A few more observations, if I may.
1. This movie WILL be on Showtime, with all the objectionable parts included. It will be run over and over on cable.
2. It will be on the leading shelf of every video store in the country for sale or rent. Many people may actually be more likely to watch it due to this controversy.
3. Conservatives tend to go back to sleep after a (partial) success such as this.
4. Has anyone ever realized that conservatives could finance movies and TV programs more to their liking? A long-time frustration of mine is how conservatives fail utterly in doing this.

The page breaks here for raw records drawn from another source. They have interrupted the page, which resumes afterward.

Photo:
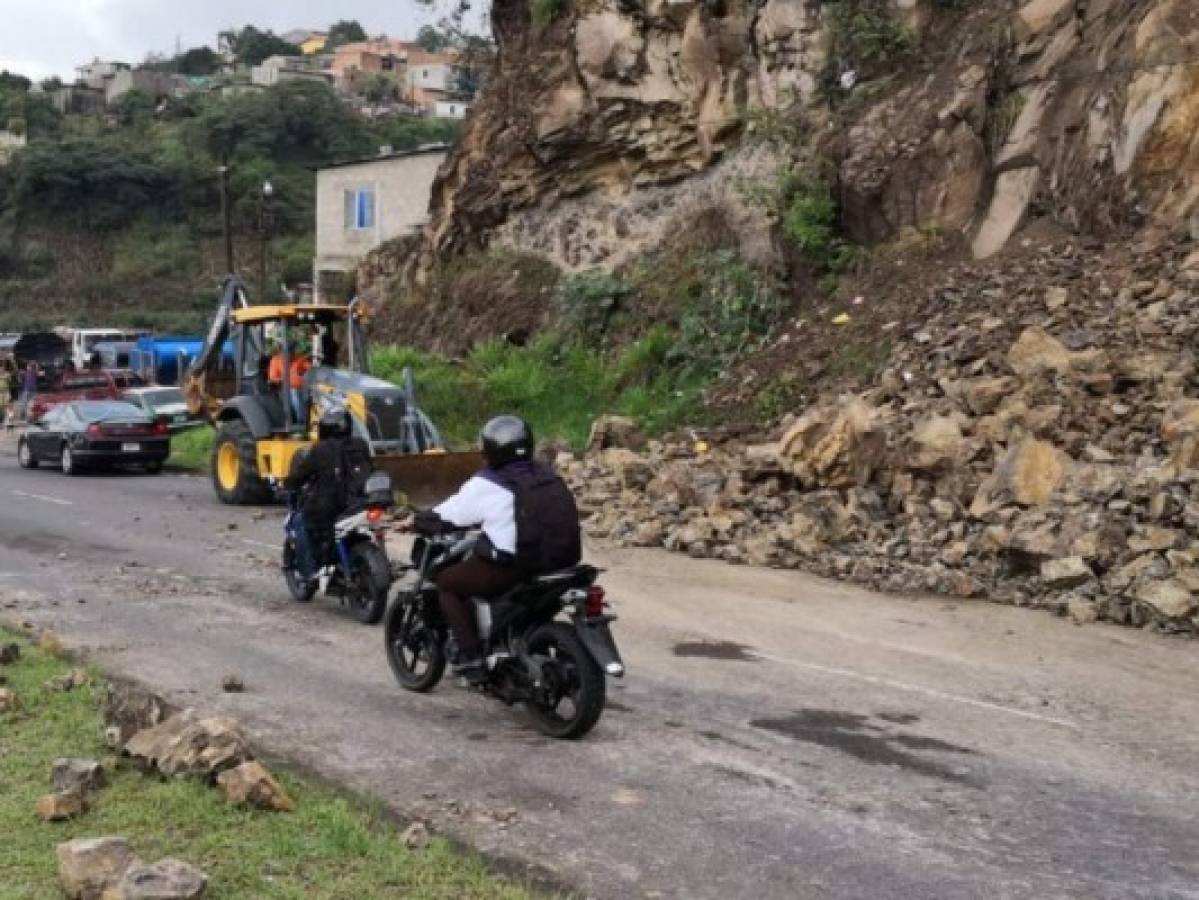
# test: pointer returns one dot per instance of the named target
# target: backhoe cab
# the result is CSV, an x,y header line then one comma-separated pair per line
x,y
263,421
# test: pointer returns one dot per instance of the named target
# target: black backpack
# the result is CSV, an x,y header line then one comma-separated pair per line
x,y
356,467
548,533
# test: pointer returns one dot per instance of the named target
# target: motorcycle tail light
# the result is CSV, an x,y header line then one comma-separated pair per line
x,y
595,600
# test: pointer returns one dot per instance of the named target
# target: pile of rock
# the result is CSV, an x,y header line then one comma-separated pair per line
x,y
1034,440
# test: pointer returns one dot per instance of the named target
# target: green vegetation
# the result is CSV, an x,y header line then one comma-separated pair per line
x,y
251,46
330,847
137,201
546,12
865,36
192,450
558,385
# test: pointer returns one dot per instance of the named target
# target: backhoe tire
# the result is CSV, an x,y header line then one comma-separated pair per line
x,y
235,466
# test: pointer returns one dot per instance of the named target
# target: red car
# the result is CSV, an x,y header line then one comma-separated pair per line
x,y
101,385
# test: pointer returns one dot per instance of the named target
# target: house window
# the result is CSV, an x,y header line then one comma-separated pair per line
x,y
360,210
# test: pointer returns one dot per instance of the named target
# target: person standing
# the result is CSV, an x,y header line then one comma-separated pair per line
x,y
28,391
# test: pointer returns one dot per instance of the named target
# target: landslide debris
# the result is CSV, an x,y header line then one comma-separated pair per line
x,y
1032,439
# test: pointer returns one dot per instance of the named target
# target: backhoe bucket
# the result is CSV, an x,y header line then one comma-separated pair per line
x,y
425,479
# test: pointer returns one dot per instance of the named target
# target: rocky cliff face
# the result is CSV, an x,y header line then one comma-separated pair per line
x,y
609,130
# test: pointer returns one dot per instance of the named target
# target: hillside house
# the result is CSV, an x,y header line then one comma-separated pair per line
x,y
10,143
277,70
363,204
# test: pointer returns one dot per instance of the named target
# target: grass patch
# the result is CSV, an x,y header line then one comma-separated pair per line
x,y
558,385
330,847
192,450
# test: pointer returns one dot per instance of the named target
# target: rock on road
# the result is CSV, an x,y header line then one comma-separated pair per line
x,y
778,736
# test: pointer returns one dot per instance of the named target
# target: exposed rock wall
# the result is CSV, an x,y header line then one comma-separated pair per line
x,y
609,128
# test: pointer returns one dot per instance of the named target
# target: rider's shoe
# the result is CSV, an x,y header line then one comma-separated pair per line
x,y
470,668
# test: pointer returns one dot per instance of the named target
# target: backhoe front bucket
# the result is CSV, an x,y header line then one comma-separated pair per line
x,y
425,479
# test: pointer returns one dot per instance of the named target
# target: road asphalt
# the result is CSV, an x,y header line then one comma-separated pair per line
x,y
778,735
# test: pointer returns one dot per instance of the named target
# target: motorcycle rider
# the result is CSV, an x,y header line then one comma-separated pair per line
x,y
329,476
529,521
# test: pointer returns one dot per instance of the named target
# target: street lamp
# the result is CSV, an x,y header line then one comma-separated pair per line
x,y
265,224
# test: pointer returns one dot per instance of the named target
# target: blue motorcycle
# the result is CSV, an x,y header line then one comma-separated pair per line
x,y
359,573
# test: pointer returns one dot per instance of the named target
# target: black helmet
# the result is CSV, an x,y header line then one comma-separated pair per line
x,y
506,439
335,422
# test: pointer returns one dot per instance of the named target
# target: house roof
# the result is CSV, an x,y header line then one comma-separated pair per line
x,y
395,155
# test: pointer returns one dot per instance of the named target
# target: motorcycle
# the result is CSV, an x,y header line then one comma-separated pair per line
x,y
360,575
547,642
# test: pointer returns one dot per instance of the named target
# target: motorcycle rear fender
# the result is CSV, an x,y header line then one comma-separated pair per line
x,y
597,639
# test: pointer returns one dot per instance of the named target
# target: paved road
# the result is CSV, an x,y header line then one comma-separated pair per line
x,y
779,736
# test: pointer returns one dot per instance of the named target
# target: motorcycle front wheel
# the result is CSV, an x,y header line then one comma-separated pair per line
x,y
415,651
371,580
301,589
573,689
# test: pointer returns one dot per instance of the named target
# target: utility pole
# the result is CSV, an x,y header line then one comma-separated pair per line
x,y
265,223
226,217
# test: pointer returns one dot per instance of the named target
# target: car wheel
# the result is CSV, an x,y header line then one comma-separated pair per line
x,y
25,458
70,466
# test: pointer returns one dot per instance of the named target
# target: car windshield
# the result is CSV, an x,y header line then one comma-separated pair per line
x,y
163,397
103,411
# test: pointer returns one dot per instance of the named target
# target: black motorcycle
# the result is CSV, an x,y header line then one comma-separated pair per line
x,y
547,644
360,574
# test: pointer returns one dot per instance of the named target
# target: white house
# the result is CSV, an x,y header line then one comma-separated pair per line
x,y
366,203
451,108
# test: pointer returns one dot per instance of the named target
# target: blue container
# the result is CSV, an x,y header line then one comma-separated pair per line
x,y
163,361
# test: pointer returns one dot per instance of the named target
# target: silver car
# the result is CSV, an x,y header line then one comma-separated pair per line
x,y
163,404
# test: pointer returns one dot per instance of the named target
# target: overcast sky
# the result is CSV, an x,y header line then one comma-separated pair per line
x,y
44,37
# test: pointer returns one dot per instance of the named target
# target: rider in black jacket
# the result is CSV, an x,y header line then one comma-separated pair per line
x,y
327,476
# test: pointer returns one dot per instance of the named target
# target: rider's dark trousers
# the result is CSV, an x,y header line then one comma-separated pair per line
x,y
474,577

Posted by: David on November 5, 2003 2:35 PM

“Things have turned out as Mr Cohen wanted, haven’t they?”

I was prophetic! :-)

If Gore had succeeded in stealing the election, there would have been a full-scale conservative revolution in this country. Instead, Bush won, and moved the Republican party even further in a liberal direction—vastly expanding federal interference in education, subscribing to racial preferences, silencing criticism of immigration, and so on.

Posted by: Lawrence Auster on November 5, 2003 2:39 PM

It seems that even when conservatives win (Bush’s Constitutional election), they lose.

Posted by: Arie Raymond on November 5, 2003 3:30 PM

Mr. Auster’s argument above is one reason conservatives should seriously consider praying for a Bush defeat in 2004. If it was late in the day in 2000, it is much later now, thanks in large measure to Bush. If Republican faithlessness cannot cure conservatives of their reflexive habit of casting anti-Democrat votes for the GOP, maybe a convincing demonstration of Republican impotence will. HRS

Posted by: Howard Sutherland on November 5, 2003 3:35 PM

I would like to ask Arie Raymond a question. What justification was there for ever considering Bush’s victory in 2000 a victory for conservatives? Bush is not a conservative, but a country club type, who, insofar as he can distingush the public interest from his own, thinks that he has served it by giving big business what he thinks it thinks it wants. What is conservative about that?

Posted by: Alan Levine on November 5, 2003 4:10 PM

To respond to Mr. Levine, the 2000 election was a victory for Constitutional government, in which conservatives presumably believe. Partly due to conservative pressure as elucidated above, Gore was prevented from stealing the election. The downside is that Bush was elected president, with all the setbacks to conservatives implied therein. That is why I said, when conservatives win, they loose. Conservatives preserved the integrity of the system, but in so doing, elected George Bush.